Arriva alla Camera dei Deputati la questione della liceità o meno del terzo mandato del sindaco Biffoni. A portare l’argomento nelle stanze del Parlamento è stato Jonathan Targetti, capogruppo della lista “L’Alternativa c’è”, insieme al partito radicale, che si è fatto promotore di una campagna per l’alternanza democratica. Con loro anche Brenno Bianchi, che ha firmato il ricorso contro l’elezione di Biffoni depositato nei giorni scorsi al Tribunale di Prato.
“In 33 anni, anno dell’introduzione dell’elezione diretta dei sindaci – spiega Targetti -, nessuno è tornato a fare il terzo mandato senza aspettare un pieno mandato interruttivo. C’è un vuoto normativo che intendiamo colmare con il nostro ricorso che non è in alcuna maniera una azione contro qualcuno ma una battaglia in difesa del principio dell’alternanza democratica.

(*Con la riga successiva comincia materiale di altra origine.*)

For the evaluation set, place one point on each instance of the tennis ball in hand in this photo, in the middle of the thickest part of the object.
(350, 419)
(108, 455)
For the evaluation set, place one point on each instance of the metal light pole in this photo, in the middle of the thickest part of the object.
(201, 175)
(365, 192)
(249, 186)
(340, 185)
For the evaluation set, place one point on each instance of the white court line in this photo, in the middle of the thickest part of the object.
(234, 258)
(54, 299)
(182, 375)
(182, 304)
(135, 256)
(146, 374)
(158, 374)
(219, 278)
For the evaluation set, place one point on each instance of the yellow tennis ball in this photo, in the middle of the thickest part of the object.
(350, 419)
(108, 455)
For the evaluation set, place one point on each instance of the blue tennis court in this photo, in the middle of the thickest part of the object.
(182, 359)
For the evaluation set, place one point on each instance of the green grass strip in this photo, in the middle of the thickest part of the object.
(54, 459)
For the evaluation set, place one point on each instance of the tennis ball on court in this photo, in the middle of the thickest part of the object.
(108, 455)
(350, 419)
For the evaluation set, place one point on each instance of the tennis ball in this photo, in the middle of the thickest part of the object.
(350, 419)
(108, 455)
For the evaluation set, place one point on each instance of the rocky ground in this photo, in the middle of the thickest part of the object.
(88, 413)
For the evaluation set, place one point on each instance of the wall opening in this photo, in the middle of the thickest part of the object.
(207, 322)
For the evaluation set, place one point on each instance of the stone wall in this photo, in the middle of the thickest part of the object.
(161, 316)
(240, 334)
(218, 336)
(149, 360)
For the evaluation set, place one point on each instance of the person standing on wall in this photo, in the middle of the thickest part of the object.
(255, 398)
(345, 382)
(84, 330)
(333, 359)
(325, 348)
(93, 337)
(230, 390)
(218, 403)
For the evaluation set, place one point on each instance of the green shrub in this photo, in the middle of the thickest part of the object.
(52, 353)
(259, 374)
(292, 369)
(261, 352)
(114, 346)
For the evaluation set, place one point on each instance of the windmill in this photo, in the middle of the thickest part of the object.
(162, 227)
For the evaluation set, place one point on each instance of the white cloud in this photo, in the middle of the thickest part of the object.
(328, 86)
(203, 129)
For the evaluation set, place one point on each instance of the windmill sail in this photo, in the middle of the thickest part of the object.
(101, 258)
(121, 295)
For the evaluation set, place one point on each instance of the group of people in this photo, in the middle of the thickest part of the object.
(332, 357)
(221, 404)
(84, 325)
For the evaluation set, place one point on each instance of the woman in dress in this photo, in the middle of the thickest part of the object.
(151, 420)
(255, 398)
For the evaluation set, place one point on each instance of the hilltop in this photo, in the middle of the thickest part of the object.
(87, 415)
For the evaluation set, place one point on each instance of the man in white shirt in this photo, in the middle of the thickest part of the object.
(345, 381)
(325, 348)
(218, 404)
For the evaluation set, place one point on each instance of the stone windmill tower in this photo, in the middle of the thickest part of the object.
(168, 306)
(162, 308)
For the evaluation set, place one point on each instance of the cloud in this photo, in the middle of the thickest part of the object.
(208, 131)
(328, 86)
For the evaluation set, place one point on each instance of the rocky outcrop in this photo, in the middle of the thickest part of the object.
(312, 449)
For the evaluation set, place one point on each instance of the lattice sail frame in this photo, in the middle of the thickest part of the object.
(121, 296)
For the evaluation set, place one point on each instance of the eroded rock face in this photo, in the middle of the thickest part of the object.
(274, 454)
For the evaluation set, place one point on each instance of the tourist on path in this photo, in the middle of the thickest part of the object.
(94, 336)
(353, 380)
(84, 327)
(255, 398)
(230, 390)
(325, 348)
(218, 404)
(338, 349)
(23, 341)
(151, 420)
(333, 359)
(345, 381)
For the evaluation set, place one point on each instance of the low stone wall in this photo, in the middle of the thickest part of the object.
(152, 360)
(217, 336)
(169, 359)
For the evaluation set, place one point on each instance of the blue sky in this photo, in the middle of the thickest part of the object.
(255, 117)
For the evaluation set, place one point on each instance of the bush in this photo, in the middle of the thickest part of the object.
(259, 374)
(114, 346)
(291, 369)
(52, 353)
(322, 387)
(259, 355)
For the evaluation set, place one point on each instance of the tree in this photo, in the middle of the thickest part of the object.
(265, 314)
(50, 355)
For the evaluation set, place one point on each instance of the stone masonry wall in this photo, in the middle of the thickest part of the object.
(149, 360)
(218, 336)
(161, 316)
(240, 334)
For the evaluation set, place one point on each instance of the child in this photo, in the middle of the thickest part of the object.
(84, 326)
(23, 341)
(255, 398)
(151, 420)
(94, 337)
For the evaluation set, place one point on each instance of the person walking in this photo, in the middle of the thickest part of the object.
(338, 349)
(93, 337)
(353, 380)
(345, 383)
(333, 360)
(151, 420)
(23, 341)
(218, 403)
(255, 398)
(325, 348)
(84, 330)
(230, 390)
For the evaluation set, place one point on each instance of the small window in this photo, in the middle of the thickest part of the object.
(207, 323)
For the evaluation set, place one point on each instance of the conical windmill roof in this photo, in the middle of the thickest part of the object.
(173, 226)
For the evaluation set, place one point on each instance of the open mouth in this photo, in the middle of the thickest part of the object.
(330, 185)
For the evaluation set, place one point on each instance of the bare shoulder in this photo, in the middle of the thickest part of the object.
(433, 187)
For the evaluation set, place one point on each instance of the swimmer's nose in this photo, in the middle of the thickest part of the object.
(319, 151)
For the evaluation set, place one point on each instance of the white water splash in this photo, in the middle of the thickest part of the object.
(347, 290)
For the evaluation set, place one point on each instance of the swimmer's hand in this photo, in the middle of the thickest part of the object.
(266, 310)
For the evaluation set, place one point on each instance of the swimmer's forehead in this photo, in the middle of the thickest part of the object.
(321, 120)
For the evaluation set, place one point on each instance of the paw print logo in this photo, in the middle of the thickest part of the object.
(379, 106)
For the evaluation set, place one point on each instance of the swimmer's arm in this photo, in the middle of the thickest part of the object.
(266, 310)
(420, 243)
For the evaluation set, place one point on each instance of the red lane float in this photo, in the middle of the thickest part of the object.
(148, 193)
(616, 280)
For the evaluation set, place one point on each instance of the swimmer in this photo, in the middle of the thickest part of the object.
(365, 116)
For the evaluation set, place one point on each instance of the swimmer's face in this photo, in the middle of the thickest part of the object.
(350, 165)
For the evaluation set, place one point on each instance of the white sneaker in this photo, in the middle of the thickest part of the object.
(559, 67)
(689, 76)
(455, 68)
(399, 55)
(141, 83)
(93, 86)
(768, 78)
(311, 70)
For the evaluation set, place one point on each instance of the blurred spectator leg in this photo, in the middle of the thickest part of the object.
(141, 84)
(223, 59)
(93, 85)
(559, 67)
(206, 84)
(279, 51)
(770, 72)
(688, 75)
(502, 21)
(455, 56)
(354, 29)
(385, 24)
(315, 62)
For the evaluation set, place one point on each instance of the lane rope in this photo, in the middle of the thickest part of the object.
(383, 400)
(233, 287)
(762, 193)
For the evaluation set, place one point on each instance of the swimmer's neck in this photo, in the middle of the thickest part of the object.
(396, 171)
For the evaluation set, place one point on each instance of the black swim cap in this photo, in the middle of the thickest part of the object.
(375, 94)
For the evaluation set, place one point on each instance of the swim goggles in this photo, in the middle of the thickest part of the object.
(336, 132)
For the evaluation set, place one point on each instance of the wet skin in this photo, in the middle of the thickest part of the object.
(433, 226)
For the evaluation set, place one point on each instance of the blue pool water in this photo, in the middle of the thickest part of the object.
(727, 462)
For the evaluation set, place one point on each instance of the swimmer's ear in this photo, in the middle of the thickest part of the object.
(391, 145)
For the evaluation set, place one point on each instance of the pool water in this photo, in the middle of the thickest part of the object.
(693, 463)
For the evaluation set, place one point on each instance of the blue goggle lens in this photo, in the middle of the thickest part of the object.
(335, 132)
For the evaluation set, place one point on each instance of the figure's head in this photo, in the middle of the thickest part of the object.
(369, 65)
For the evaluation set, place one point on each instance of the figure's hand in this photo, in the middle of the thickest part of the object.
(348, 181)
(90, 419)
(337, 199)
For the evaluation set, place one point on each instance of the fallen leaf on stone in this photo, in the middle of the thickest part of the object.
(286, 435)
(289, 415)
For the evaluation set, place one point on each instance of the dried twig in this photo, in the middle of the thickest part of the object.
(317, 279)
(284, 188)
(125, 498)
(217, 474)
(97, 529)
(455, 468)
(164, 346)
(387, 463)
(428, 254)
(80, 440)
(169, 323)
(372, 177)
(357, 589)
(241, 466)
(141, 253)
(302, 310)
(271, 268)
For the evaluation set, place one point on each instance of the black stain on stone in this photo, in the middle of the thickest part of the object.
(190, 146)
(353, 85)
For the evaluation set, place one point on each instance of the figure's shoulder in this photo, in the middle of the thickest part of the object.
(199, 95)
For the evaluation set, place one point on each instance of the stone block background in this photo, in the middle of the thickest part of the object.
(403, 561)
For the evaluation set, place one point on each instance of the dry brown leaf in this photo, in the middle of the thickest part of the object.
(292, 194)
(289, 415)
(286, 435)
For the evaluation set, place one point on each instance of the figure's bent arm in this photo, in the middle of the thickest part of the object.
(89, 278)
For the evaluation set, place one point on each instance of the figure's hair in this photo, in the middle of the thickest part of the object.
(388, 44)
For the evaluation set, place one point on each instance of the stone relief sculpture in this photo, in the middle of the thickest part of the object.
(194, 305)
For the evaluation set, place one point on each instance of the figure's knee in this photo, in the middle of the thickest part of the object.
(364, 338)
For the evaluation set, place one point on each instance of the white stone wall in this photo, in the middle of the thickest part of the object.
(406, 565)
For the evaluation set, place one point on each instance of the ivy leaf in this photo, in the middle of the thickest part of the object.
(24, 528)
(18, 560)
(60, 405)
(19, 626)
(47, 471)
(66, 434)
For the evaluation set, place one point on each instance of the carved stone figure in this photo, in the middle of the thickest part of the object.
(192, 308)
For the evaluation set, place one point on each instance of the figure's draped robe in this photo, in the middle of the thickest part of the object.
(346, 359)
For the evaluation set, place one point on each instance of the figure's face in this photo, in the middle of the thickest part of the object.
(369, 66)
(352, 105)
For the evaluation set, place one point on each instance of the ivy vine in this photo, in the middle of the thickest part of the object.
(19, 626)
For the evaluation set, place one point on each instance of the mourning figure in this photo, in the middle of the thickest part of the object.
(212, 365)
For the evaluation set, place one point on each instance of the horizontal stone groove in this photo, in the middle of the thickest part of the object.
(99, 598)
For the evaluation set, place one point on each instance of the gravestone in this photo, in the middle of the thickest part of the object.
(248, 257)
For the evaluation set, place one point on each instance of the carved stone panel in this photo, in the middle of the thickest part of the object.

Brenno Bianchi, che ha firmato il ricorso, rappresenta tutti quei cittadini pratesi e non solo che in queste settimane hanno sostenuto le nostre ragioni”.
“L’anno della consiliatura di Bugetti – afferma l’avvocato Campagni – non è un intervallo di tempo sufficiente a interrompere la continuità dei tre mandati di Biffoni secondo una interpretazione costituzionalmente orientata. L’azione popolare è volta a rappresentare la necessità che l’interruzione sia effettiva e quantomeno pari al mandato o, in subordine, alla durata di 2 anni, 6 mesi e un giorno come indicato nel Tuel”.
I Radicali Italiani hanno lanciato la campagna nazionale sul proprio sito e sui propri canali social in difesa dell’alternanza democratica con una raccolta fondi per sostenere le spese legali.